This Busy Beaver collaboration and Terence Tao's equational theories project (also cited in this paper) show that Internet collaboration among far-flung strangers for substantive mathematics research, not just brute force computation, is also a reality (specifically now including formalized, machine-checked proofs).
There's still a phenomenon of "grid computing" (often with volunteer resources), working on a whole bunch of computational tasks:
It's really just the specific "establish the empirical strength of cryptosystems" and "show that the Internet is useful and important" 1990s goals that are kind of done by this point. :-)
The Busy Beaver problem is one of the most theoretical, one of the most purely mathematical, of all theoretical computer science questions. It is really about what is possible in a very abstract sense.
Working on it did make people cleverer at analyzing the behavior of software, but it's not obvious that those skills or associated techniques will directly transfer to analyzing the behavior of much more complex software that does practical stuff. The programs that were being analyzed here are extraordinarily small by typical software developer standards.
To be more specific, it seems conceivable to me that some of these methods could inspire deductive techniques that can be used in some way in proof assistants or optimizing compilers, in order to help ensure correctness of more complicated programs, but again that application isn't obvious or guaranteed. The people working on this collaboration would definitely have described themselves as doing theoretical computer science rather than applied computer science.
The research into BB numbers is purely academic and unlikely to be more than that, unless some other part of mathematics turns out to be wrong. Our current understanding is that the numbers are essentially guaranteed to be useless.
This particular proof is doubly-academic in the sense that the value was already known, this is just a way to make it easier to independently verify the result.
It's a part of a broader movement to provide machine proofs for other stuff (e.g., Fermat's last theorem), which may be beneficial in some ways (e.g., identifying issues, making parts of proofs more "reusable").
I'm going to push back on “the value was already known”; my understanding is that the candidate value was known, but while there was a single machine with behaviour that was not yet characterized, it quite easily could have been the real champion.
Ah yeah, I stand corrected.
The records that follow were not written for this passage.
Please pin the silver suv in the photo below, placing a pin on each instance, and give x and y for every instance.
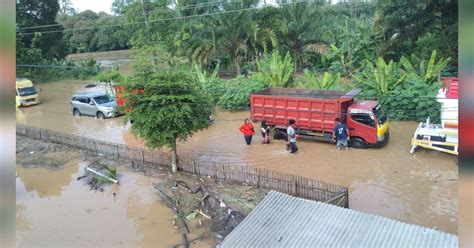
(99, 105)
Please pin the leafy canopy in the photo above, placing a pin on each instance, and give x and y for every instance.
(171, 107)
(275, 70)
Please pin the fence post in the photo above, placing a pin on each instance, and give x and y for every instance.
(296, 188)
(346, 191)
(223, 172)
(258, 178)
(215, 170)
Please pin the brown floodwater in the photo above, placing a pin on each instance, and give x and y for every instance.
(55, 209)
(420, 188)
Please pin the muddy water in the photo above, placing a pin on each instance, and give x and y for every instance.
(418, 188)
(54, 209)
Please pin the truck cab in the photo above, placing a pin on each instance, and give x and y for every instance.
(315, 112)
(367, 126)
(25, 93)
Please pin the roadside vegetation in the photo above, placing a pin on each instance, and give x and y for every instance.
(184, 53)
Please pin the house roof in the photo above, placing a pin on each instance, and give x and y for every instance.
(281, 220)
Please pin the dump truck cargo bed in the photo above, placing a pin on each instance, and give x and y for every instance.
(313, 110)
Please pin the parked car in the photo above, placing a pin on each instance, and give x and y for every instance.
(99, 105)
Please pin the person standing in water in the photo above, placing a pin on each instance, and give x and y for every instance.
(247, 130)
(265, 132)
(292, 136)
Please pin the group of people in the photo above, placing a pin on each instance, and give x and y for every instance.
(340, 134)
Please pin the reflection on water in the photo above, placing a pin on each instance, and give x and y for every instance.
(388, 181)
(65, 213)
(41, 182)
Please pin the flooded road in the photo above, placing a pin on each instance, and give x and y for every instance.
(420, 188)
(53, 208)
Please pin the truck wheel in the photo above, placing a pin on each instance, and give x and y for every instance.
(358, 143)
(100, 116)
(280, 135)
(76, 112)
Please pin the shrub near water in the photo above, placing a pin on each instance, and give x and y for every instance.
(411, 100)
(238, 91)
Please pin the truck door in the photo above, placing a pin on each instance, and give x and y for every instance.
(85, 107)
(363, 126)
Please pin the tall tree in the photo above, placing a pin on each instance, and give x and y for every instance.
(33, 13)
(170, 108)
(402, 23)
(299, 29)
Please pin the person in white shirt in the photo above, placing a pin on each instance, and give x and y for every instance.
(292, 136)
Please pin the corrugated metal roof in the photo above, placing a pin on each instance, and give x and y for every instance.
(281, 220)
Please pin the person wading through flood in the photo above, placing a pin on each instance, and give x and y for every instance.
(265, 132)
(247, 130)
(292, 136)
(340, 134)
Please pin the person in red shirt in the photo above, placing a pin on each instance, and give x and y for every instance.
(248, 131)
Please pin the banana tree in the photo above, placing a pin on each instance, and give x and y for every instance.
(381, 77)
(427, 71)
(275, 70)
(327, 81)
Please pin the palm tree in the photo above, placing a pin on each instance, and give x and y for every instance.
(299, 29)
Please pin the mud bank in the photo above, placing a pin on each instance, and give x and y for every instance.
(56, 209)
(420, 188)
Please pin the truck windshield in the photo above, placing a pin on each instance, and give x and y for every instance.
(27, 91)
(378, 113)
(102, 99)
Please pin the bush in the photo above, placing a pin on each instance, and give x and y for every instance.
(381, 77)
(275, 70)
(211, 84)
(326, 81)
(237, 93)
(60, 69)
(411, 100)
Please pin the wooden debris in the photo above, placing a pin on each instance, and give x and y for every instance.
(102, 175)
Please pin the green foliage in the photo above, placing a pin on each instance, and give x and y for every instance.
(381, 77)
(85, 39)
(47, 70)
(110, 77)
(38, 13)
(211, 84)
(412, 100)
(172, 107)
(426, 71)
(238, 91)
(275, 70)
(406, 27)
(327, 81)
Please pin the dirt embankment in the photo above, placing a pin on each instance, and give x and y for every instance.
(203, 211)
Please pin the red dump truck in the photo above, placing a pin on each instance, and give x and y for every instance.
(315, 113)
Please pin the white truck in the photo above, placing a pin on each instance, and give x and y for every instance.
(441, 137)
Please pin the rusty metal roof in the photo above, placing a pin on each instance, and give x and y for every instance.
(281, 220)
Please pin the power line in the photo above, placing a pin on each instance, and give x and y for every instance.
(199, 5)
(156, 20)
(309, 95)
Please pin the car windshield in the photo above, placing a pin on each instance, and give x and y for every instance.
(378, 113)
(102, 99)
(27, 91)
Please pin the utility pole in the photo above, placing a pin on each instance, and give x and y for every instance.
(144, 15)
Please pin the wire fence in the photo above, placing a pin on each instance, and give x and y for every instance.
(244, 173)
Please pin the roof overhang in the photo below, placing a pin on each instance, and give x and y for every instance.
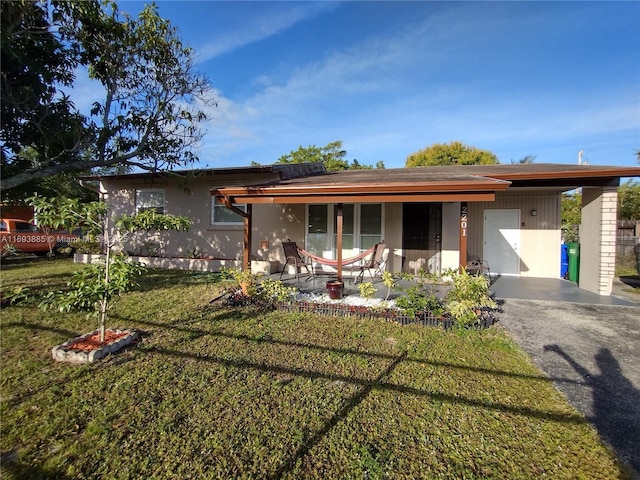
(467, 189)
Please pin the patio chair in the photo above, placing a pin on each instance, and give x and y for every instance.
(292, 257)
(374, 264)
(477, 266)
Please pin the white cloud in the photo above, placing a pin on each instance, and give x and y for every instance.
(265, 22)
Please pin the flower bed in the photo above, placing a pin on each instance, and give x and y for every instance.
(322, 305)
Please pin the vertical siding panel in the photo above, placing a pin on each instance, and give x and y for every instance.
(539, 235)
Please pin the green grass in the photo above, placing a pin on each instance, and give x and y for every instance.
(217, 393)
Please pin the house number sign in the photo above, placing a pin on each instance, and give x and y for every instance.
(463, 219)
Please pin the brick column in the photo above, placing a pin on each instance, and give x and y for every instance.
(598, 239)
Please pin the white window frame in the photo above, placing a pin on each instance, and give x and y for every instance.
(215, 205)
(357, 248)
(140, 208)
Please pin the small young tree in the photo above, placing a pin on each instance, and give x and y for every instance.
(93, 288)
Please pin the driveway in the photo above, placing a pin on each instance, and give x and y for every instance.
(592, 353)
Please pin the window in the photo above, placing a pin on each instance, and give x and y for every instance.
(150, 200)
(361, 228)
(221, 215)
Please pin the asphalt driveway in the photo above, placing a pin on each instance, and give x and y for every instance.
(592, 353)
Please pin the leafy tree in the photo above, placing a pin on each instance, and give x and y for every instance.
(93, 288)
(453, 153)
(152, 105)
(524, 160)
(571, 216)
(331, 156)
(629, 201)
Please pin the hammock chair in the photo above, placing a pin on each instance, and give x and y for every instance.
(334, 263)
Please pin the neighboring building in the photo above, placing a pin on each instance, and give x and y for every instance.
(430, 217)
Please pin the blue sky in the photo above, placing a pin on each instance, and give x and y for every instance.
(389, 78)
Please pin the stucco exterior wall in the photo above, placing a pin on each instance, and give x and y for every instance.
(450, 235)
(192, 199)
(273, 224)
(598, 239)
(393, 235)
(540, 235)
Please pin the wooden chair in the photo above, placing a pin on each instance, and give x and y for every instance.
(292, 257)
(375, 263)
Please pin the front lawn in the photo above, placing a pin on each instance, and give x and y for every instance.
(218, 393)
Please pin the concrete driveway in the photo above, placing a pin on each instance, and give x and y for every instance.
(592, 353)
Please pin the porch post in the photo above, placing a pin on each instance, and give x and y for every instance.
(339, 239)
(246, 255)
(246, 217)
(464, 224)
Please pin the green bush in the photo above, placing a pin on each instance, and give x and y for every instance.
(467, 297)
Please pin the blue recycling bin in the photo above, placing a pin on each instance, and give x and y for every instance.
(564, 261)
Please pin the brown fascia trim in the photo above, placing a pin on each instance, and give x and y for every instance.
(379, 189)
(184, 173)
(488, 196)
(594, 172)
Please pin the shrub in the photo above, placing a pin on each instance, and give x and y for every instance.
(470, 293)
(367, 290)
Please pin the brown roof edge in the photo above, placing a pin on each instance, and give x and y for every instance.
(478, 184)
(607, 172)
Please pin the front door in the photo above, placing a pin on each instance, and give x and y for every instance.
(502, 241)
(421, 233)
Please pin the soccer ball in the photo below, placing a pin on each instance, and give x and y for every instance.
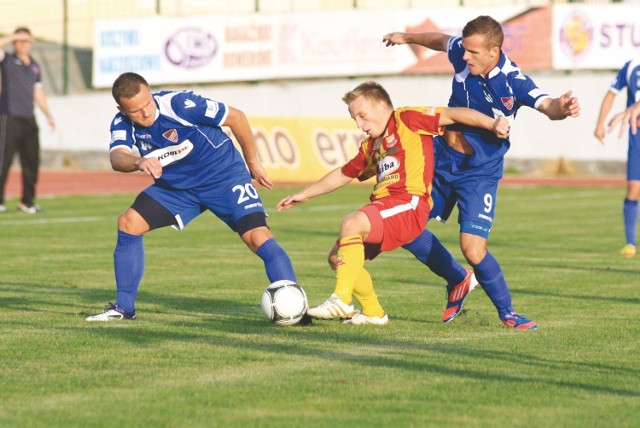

I didn't realize this is a paper by the original team that found the number a while back, I thought it's an independent formalization in 2025.
G. H. Hardy's autobiography was titled "A Mathematician's Apology" because he, somewhat jokingly, wanted to apologize for a life of pure math... totally academic and completely useless.
Then a few years after he passed away, his math was key for The Manhattan Project to build the first successful nuclear bomb. His math lead to the device that changed the world and affected every aspect of human life for a century.
It's only "useless" until someone finds a "use".
P.S. The book documents his time with Ramanujan. If you liked the film "The Man Who Knew Infinity", you should read Apology
Look, if you tell me that this is just an interesting problem, I'm happy to hear that. If it helps prove some exotic theorem, I'm happy to hear that. I'm also happy to hear that this has a direct application somewhere.
I am also unfamiliar, but a naive guess I can make is helping solve other math proofs, and maybe better encryption for the public. Basically everytime I see some progress in math, it usually means encryption in some way is impacted.
Define tangible benefits and give example of any pure mathematics in last 200 years having tangible benefits.
One benefit is that it is related to foundations of mathematics. If you can find busy beaver number 745, you can prove or disprove Maths. If you can find busy beaver 6, you can prove few collatz like conjecture which is an open problem.
Most core research doesn't help directly, but through indirect means. e.g. This would have led to finding the areas of improvements in Lean due to its complexity. I know for fact that Lean community learns a lot from projects like Mathlib and this. And Lean is used in all sort of scenarios like making AWS better to improving safety of flights.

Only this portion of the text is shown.